Mais, à l'aube des années 2000, il est apparu au législateur que cette souveraineté populaire n'allait pas de soi et qu'il était normal d'accorder à une personne condamnée par une cour d'assises le droit d'être rejugée. Il a donc introduit, par la loi du 15 juin 2000, le droit de faire appel d'un arrêt de cour d'assises.
Cette introduction du droit d'appel des condamnations prononcées par les cours d'assises a eu pour effet d'augmenter considérablement le nombre de procès criminels à organiser, quasiment du simple au double. Même après avoir réduit le nombre de jurés populaires à six en 2011, les délais de jugement devant les cours d'assises se sont considérablement allongés et le coût pour le contribuable s'est fortement accru. Le législateur a alors décidé de supprimer le jury populaire pour les crimes punissables de dix à vingt ans de réclusion criminelle, en ne le maintenant que pour les crimes punissables de plus de vingt ans de réclusion. Ces cours d'assises sans jurés ont été appelées « cours criminelles départementales ». Expérimentées à partir de 2019, elles ont été généralisées en 2023.
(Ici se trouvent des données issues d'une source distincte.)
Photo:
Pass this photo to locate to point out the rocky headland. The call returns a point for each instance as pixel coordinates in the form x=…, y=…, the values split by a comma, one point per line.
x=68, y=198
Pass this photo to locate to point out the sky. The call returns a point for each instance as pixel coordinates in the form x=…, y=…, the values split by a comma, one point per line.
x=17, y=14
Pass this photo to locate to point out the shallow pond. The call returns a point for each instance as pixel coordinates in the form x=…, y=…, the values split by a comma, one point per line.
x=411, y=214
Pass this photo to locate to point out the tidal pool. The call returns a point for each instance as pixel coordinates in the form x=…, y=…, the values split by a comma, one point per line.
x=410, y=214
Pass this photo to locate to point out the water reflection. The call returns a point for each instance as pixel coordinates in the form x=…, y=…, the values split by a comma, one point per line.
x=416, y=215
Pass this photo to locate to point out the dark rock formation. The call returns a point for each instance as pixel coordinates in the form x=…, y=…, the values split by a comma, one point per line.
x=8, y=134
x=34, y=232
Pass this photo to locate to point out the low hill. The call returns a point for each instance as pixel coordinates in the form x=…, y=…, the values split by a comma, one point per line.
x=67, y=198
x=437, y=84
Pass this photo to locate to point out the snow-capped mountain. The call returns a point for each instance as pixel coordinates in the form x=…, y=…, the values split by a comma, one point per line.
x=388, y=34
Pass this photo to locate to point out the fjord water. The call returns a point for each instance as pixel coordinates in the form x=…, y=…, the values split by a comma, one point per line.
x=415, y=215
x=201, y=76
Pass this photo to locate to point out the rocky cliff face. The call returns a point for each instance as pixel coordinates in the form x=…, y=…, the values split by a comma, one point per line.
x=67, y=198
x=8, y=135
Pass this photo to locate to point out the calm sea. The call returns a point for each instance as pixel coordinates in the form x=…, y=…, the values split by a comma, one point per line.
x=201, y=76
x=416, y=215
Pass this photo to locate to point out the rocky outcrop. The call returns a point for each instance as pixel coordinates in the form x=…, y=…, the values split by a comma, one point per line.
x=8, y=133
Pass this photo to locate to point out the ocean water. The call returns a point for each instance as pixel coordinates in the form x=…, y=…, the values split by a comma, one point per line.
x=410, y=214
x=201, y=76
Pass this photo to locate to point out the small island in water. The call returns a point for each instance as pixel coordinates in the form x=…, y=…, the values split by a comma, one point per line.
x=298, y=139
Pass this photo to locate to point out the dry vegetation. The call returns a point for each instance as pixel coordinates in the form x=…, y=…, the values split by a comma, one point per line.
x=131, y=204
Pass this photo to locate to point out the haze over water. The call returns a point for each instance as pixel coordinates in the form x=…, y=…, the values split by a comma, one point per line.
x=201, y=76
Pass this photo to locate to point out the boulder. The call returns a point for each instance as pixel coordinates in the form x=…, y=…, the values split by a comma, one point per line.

La cour criminelle départementale étant composée de cinq magistrats professionnels, son coût et la lenteur de sa mise en place, dans un contexte de manque structurel de magistrats en France, ont conduit le législateur à vouloir diminuer drastiquement le nombre de magistrats professionnels nécessaires pour juger les crimes punissables de dix à vingt ans de réclusion. Ainsi, la dernière réforme en date, adoptée par une loi du 23 juillet 2026, prévoit de remplacer quatre des cinq magistrats professionnels composant la cour criminelle départementale par des avocats honoraires, autrement dit des avocats retraités. Désormais, une personne peut être jugée pour un crime puni de dix à vingt ans de réclusion par une formation composée d'un magistrat professionnel et de quatre avocats honoraires. Et ce, nouveauté de cette réforme, même en cas de récidive.
À noter que le Gouvernement souhaitait aller plus loin encore en supprimant, dans certains cas, le jugement des crimes par la mise en œuvre du plaider coupable en matière criminelle. Autrement dit, une personne reconnaissant sa culpabilité pour un crime n'aurait plus été jugée, mais aurait négocié sa peine avec le procureur de la République. Le législateur a refusé que certains crimes ne donnent plus lieu à un procès, et le procès criminel est donc, provisoirement, maintenu.
On est ainsi passé d'une juridiction composée de douze jurés compétente pour juger tous les crimes, sans possibilité d'appel, à une juridiction composée de six jurés, compétente uniquement pour les crimes punissables de plus de vingt ans de réclusion, avec possibilité d'appel. Pour les crimes punissables de dix à vingt ans de réclusion, on est passé d'une formation de cinq magistrats professionnels à une formation composée d'un magistrat professionnel et de quatre avocats honoraires.
Il est à craindre que cette évolution vers un affaiblissement, voire une quasi disparition du procès criminel se poursuive sous l'effet de la volonté de notre société de juger des crimes toujours plus nombreux, mais aussi de plus en plus anciens. Ainsi, en 2017, le législateur a doublé les délais de prescription en faisant passer de dix à vingt ans le délai de prescription de l'action publique en matière criminelle. Plus récemment, le Gouvernement a présenté un projet de loi visant à rendre imprescriptibles les crimes commis sur des mineurs.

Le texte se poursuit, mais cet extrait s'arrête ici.